The Effect of Pipe Thickness on Residual Stresses due to Girth Welds

[+] Author and Article Information
E. F. Rybicki, P. A. McGuire

Department of Mechanical Engineering, University of Tulsa, Tulsa, Okla. 74104

E. Merrick

TVA, Knoxville, Tenn.

J. Wert

Department of Materials and Mechanical Engineering, Vanderbilt University, Nashville, Tenn.

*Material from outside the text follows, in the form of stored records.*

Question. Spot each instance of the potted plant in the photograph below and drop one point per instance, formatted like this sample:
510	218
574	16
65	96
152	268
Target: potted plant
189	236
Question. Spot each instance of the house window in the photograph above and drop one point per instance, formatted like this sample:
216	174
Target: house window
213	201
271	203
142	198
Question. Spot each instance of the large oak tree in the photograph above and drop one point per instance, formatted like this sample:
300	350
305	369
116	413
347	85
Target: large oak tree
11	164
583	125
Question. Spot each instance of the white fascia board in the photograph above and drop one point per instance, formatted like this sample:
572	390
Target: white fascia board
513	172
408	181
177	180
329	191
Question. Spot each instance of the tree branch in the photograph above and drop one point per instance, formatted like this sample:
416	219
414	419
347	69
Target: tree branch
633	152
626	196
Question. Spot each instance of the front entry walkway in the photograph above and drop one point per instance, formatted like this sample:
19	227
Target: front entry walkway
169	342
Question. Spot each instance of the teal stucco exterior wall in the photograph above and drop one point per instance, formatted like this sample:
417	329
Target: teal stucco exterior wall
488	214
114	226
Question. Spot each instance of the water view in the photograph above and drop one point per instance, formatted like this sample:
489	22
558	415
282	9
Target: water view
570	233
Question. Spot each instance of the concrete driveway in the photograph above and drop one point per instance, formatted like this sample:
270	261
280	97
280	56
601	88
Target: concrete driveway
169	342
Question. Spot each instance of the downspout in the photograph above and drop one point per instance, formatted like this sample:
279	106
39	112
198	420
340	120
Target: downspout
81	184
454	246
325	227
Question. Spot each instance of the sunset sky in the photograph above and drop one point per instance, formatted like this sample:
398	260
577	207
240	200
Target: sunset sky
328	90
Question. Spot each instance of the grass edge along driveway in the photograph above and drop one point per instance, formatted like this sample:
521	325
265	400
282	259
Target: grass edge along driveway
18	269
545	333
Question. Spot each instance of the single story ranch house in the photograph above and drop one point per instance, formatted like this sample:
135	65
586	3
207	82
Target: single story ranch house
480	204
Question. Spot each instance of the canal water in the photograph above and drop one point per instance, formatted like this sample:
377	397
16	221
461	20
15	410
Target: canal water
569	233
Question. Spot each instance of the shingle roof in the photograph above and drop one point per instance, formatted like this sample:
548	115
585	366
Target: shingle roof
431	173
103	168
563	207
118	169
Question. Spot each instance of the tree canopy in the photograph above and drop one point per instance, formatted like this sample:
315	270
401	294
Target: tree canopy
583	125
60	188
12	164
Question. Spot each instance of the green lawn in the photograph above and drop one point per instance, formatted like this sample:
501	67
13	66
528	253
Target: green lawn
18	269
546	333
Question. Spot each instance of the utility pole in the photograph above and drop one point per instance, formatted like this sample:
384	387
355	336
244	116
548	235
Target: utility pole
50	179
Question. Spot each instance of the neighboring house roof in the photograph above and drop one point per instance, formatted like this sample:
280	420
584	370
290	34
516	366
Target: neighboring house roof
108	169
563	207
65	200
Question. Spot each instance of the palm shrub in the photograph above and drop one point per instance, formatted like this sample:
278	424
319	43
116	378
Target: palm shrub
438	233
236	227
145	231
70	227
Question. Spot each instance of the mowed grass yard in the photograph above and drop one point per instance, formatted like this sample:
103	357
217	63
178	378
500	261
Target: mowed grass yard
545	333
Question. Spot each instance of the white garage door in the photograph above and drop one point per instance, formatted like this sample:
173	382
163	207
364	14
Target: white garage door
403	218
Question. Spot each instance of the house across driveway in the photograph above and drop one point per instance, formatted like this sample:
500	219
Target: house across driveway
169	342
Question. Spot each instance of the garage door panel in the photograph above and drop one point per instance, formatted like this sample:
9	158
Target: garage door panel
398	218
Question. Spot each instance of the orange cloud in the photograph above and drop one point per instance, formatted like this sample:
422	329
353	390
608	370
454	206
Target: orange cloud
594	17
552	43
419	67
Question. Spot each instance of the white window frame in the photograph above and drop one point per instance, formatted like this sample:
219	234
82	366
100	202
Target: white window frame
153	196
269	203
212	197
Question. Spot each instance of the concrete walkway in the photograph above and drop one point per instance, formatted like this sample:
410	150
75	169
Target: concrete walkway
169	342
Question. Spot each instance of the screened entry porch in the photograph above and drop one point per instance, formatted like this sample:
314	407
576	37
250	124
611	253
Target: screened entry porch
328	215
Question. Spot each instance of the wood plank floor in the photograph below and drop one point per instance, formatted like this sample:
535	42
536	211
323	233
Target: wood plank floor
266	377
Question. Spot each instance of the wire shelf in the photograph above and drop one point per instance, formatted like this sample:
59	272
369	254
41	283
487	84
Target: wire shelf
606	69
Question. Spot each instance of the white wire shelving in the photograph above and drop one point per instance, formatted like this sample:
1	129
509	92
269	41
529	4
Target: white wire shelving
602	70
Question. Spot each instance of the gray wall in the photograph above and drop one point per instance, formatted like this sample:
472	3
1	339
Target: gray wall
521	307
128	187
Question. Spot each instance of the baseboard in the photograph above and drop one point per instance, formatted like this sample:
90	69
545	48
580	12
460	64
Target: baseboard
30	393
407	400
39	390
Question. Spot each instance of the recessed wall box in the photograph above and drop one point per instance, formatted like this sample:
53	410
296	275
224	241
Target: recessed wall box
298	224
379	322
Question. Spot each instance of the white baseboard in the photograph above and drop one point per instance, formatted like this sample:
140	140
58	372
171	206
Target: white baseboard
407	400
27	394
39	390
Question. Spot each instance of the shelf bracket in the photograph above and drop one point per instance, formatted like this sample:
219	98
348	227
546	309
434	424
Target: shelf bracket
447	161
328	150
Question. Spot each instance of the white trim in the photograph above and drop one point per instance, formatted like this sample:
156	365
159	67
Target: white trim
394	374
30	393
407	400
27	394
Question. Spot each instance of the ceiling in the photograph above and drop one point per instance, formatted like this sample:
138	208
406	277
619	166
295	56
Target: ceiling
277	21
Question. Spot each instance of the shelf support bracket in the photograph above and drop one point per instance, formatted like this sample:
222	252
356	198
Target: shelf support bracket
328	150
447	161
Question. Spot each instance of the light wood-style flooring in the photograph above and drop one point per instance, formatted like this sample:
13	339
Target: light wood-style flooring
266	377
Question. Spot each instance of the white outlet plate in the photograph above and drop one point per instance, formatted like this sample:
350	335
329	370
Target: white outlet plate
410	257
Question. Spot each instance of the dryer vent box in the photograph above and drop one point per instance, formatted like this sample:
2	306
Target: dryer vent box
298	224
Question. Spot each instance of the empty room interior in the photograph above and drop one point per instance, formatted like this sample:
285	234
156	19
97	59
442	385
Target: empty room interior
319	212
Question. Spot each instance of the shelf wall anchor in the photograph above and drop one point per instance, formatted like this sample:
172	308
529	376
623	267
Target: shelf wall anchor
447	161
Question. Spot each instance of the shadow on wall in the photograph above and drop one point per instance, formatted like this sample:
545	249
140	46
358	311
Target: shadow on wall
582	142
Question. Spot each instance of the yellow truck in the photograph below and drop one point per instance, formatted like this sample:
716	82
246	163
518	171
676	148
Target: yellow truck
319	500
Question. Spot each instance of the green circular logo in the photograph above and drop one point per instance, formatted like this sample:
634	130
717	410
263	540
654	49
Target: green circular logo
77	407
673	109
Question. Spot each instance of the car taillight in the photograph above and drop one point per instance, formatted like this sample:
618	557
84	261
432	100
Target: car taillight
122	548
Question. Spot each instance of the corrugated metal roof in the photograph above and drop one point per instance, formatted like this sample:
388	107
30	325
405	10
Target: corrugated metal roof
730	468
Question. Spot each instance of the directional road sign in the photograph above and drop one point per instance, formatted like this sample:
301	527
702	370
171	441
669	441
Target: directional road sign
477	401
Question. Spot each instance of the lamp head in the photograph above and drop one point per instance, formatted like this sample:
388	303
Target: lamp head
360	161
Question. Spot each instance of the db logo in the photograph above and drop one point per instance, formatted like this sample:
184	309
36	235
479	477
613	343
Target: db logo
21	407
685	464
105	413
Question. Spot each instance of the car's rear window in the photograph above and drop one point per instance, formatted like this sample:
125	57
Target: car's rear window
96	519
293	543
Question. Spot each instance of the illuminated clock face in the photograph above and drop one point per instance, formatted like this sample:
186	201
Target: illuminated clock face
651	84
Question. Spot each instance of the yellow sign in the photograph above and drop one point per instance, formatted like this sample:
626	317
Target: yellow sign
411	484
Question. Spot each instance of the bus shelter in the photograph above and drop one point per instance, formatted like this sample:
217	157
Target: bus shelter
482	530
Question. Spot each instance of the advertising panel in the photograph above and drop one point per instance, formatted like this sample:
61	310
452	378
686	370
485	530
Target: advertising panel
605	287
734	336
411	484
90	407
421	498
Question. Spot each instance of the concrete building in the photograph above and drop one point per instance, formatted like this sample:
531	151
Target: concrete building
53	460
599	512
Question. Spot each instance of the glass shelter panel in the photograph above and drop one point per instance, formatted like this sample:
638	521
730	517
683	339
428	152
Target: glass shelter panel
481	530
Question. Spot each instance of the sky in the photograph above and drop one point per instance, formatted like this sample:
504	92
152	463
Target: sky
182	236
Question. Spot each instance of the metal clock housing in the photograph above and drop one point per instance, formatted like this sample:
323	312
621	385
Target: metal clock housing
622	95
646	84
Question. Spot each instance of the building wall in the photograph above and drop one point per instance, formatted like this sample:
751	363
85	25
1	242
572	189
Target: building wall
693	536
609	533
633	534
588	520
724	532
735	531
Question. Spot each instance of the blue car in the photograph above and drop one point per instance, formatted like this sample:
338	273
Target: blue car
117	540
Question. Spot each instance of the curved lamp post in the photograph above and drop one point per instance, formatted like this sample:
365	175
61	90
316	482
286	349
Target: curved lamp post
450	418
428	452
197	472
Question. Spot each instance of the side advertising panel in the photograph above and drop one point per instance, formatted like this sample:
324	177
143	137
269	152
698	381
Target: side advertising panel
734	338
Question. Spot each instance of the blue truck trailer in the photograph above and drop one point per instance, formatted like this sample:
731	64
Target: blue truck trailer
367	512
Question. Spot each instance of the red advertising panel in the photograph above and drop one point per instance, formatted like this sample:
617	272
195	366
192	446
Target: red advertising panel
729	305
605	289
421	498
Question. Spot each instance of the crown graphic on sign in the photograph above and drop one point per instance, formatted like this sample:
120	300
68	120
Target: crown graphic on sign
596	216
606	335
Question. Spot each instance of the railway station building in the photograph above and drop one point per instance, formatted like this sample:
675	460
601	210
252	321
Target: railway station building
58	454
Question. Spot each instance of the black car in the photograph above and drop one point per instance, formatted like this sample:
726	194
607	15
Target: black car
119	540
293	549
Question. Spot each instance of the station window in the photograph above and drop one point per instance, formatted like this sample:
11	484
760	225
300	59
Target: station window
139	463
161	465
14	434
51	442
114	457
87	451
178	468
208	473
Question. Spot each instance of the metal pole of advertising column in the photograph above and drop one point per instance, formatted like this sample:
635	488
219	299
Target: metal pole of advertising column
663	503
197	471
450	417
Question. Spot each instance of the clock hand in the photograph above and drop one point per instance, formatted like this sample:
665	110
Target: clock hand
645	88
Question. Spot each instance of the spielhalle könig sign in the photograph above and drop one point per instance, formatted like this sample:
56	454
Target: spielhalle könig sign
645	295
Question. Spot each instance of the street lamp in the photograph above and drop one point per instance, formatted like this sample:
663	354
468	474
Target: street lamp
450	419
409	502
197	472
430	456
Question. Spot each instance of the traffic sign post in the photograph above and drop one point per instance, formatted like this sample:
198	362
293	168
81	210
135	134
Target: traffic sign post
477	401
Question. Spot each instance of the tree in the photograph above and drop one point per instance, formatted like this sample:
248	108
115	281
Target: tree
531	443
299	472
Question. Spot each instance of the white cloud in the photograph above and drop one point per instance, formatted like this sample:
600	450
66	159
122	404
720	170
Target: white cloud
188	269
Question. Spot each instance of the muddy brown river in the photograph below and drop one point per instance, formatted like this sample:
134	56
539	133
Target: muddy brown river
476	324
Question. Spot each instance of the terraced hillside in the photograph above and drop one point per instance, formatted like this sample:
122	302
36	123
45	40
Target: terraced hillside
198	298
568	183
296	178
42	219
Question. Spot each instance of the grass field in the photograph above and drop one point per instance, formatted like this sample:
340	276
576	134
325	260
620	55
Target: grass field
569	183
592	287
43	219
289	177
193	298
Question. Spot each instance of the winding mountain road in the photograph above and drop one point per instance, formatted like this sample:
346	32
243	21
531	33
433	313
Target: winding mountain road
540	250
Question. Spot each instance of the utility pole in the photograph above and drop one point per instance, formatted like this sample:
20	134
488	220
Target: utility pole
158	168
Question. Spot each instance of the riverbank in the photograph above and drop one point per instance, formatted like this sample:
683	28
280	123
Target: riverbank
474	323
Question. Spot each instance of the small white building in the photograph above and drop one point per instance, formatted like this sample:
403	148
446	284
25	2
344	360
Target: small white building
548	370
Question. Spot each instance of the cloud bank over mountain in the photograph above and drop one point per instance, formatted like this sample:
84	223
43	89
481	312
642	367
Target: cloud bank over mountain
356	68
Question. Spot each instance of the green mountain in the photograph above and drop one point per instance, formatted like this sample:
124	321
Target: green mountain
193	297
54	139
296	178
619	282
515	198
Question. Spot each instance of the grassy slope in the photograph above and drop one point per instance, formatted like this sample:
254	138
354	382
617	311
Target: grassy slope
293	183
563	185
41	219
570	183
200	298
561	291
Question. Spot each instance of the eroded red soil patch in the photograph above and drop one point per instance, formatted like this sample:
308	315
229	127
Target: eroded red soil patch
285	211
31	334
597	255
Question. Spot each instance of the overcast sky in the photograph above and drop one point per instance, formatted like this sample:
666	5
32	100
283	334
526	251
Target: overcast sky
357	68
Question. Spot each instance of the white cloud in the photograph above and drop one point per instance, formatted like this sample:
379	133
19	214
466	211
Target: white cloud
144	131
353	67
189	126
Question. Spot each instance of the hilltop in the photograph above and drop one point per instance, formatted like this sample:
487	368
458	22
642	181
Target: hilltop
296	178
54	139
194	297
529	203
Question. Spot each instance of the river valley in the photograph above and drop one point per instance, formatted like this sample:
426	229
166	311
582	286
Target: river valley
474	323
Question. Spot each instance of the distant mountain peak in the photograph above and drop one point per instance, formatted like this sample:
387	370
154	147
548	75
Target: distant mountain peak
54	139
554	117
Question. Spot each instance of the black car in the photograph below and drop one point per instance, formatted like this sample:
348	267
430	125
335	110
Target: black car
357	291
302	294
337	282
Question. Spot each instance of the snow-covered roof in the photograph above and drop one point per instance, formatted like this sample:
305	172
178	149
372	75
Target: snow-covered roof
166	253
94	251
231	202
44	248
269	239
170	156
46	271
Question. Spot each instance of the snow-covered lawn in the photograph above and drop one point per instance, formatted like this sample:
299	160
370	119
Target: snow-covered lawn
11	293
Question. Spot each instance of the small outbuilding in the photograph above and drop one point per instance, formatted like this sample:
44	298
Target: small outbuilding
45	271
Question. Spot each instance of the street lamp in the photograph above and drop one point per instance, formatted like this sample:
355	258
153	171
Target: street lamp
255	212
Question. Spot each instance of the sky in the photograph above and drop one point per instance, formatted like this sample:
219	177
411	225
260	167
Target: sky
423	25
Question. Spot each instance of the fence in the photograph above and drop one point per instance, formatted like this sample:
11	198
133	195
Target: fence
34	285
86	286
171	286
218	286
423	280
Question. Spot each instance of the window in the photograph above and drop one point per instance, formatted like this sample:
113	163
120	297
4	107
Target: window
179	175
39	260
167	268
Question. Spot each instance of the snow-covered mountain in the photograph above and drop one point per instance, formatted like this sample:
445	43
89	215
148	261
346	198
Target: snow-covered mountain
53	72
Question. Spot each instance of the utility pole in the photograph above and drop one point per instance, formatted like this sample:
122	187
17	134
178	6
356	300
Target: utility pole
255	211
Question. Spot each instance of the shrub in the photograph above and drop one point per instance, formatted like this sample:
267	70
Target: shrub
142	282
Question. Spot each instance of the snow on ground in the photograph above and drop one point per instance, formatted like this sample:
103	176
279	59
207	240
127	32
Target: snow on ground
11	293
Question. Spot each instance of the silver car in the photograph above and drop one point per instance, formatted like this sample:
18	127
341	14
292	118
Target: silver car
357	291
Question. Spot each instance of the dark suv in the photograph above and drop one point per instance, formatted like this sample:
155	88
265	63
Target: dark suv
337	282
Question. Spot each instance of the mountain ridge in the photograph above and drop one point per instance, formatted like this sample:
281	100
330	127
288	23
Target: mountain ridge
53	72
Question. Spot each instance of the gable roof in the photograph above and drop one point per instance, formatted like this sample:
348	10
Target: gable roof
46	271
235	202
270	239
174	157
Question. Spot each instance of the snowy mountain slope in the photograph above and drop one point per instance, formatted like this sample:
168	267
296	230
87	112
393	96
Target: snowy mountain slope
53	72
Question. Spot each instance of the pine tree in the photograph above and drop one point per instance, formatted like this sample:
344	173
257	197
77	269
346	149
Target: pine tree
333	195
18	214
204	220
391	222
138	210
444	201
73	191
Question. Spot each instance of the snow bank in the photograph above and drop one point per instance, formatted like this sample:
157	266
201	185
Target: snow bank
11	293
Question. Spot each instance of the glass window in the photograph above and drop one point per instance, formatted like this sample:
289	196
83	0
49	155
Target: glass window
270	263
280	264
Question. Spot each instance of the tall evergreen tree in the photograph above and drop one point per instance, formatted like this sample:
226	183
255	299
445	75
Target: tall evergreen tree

J. Pressure Vessel Technol 104(3), 204-209 (Aug 01, 1982) (6 pages) doi:10.1115/1.3264205 History: Received April 02, 1982; Online November 05, 2009


This paper addresses the question of what effect the pipe thickness has on weld residual stresses in 304 stainless steel piping. Two diameters are considered. These are nominal 4-in. and 10-in. diameters. Four pipe wall thicknesses corresponding to schedules 10, 40, 80, and 160 are examined for each pipe. The focus is on residual stress distributions on the pipe inner surface because this is a primary site for intergranular stress corrosion cracking in 304 stainless steel pipes. The trends in residual stress values are toward more compressive stresses at the pipe inner surface for thicker pipes with the same nominal diameter. Residual axial stresses for the thick 10-in. schedule 160 pipe were found to be compressive while those for the thinner schedule 80 pipe were tensile. X-ray residual stress data for a 6-in-dia schedule 160 pipe fall between the results for the 4-in. and 10-in. schedule 160 pipes and support the findings of the study.